Алексей Петрович уже семь лет вдовел, но остался прежним – сухопарым, выбритым до кости и немногословным. Помалкивал всю дорогу до кладбища, не проронил ни слова, когда обитый кумачом гроб опускали в яму, и только кивал, когда друзья его покойного сына говорили о «безвременной смерти» и «замечательном летчике и человеке».
Дед уезжал ночью, времени у нас было много, и мы решили прогуляться по городу.
Городом Кумский Острог стал только после войны, когда неподалеку построили военный аэродром, а на другом берегу Кумы разместили несколько оборонных заводов. От острога, который в XVII веке служил перевалочной базой для продвижения империи в Сибирь, осталось только название, а на том месте, где когда-то стояли стены и башни бревенчатой крепости, двести лет назад выросло большое село – палисадники, железные крашеные крыши, улицы, засыпанные шлаком и кое-где заасфальтированные, свадьбы до драки и похороны всем миром. Самыми примечательными зданиями там были двухэтажная школа, водонапорная башня, кирпичный завод, скотобойня, больница и пересыльная тюрьма.
В сквере у памятника Ленину мы сели на скамейку, и дед, глядя на приземистое здание горкома с толстыми колоннами и советским гербом на фронтоне, заговорил вдруг о Петре Ивановиче Игруеве, своем отце, который в Гражданскую был командиром бронепоезда, потом строил железные дороги, переезжая с места на место, пока не умер от сердечного приступа на глухом сибирском полустанке.
– Всю жизнь бежал, бежал, бежал… – сказал дед. – Всю жизнь мечтал о своем доме. – Достал из кармана и протянул мне ключ. – Это его ключ.
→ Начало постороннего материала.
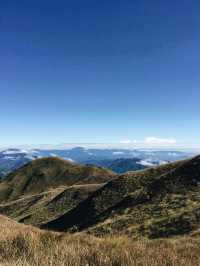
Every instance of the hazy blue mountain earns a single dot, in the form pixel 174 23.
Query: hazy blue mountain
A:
pixel 118 160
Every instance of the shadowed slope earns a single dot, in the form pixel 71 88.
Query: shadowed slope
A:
pixel 157 202
pixel 47 173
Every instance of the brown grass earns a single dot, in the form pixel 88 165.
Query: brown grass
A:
pixel 22 245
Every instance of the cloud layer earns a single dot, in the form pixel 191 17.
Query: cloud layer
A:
pixel 151 141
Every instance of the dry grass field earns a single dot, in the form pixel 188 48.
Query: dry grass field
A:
pixel 22 245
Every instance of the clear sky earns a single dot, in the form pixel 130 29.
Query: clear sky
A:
pixel 99 71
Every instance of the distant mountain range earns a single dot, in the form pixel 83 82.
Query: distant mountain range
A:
pixel 56 194
pixel 118 160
От будущего дома. Он никогда с ним не расставался. Ключ есть, а дома не было. Теперь он твой.
Я ждал продолжения истории, ждал подробностей, деталей, но дед, видимо, посчитал, что и этого довольно.
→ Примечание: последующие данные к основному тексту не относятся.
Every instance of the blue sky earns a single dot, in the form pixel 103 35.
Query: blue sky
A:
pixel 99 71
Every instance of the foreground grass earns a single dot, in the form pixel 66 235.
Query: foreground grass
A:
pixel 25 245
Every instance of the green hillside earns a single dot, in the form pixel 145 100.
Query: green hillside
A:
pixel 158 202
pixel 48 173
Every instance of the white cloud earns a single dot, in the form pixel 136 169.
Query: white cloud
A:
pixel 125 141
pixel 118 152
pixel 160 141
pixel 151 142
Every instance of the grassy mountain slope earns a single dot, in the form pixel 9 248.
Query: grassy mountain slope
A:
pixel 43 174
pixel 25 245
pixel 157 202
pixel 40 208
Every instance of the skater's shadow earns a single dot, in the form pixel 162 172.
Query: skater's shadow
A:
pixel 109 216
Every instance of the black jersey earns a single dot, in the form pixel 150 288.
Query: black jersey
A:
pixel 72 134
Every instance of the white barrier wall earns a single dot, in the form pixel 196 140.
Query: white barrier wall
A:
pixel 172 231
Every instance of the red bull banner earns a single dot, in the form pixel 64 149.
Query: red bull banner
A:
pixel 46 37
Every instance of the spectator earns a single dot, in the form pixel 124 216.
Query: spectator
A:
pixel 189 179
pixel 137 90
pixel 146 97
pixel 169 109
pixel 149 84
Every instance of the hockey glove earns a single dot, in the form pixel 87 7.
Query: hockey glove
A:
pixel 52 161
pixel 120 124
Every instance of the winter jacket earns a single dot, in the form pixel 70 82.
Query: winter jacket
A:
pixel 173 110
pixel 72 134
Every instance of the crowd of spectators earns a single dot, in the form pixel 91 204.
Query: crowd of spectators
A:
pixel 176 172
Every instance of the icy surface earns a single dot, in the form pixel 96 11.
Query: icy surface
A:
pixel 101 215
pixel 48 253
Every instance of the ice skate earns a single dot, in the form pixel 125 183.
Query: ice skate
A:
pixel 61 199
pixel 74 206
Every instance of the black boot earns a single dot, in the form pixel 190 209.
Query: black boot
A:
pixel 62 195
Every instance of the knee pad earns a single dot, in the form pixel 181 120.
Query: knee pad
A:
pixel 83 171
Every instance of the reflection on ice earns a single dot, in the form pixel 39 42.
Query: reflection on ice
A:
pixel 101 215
Ключ был небольшой, темный и простой, как нательный крест.
Мне вдруг захотелось обнять деда, но я не решился.
Слишком долго мы не виделись, слишком мало общего между нами было, слишком разными были наши характеры: дед был человеком прямым, я – скрытным и лживым.
На другой стороне площади, за спиной памятника Ленину, стоял единственный в городе ресторан под названием «Центральный» – там мы и поужинали.